アメリカの原子力事業で巨額損失を計上し、一気に経営危機に陥った東芝。これは日本企業が陥りやすい世界化の罠の典型的なパターンだ。
米子会社破産なら損失1兆円
アメリカの原子力事業で7000億円を超える巨額損失を計上し、一気に経営危機に陥った東芝。債務超過を避けるために、すでに売却してしまった東芝メディカルだけではなく、シェアトップのTEC、稼ぎ頭の半導体事業を分社化して株式を切り売りすることなどを模索している。主力事業の原発事業に関しては米原子力発電子会社「ウェスチングハウス(WH)」に米連邦破産法11章(日本の民事再生法に相当)を適用し、原発の建設から撤退する検討に入っている。それに伴い損失額が1兆円程度に膨らむ可能性がある、と伝えられているが破産しなければ損失が確定しないために今年の株主総会は乗り切れない、などの問題を抱えている。

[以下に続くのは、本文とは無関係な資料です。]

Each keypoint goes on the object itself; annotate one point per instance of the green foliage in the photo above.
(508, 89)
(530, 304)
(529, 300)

巨額損失の原因になったのは東芝の米国子会社であるWHが買収した米原子力サービス会社ストーン&ウェブスター(S&W)ののれん代(M&Aの際、買収額から買収先の純資産を差し引いた額)だ。もともとのれん代は100億円程度と見積もっていたが、昨年末にS&Wの正味の資産価値を再評価したところ数千億円規模の損失が判明、今年1月には債務超過となる7000億円規模と報じられた。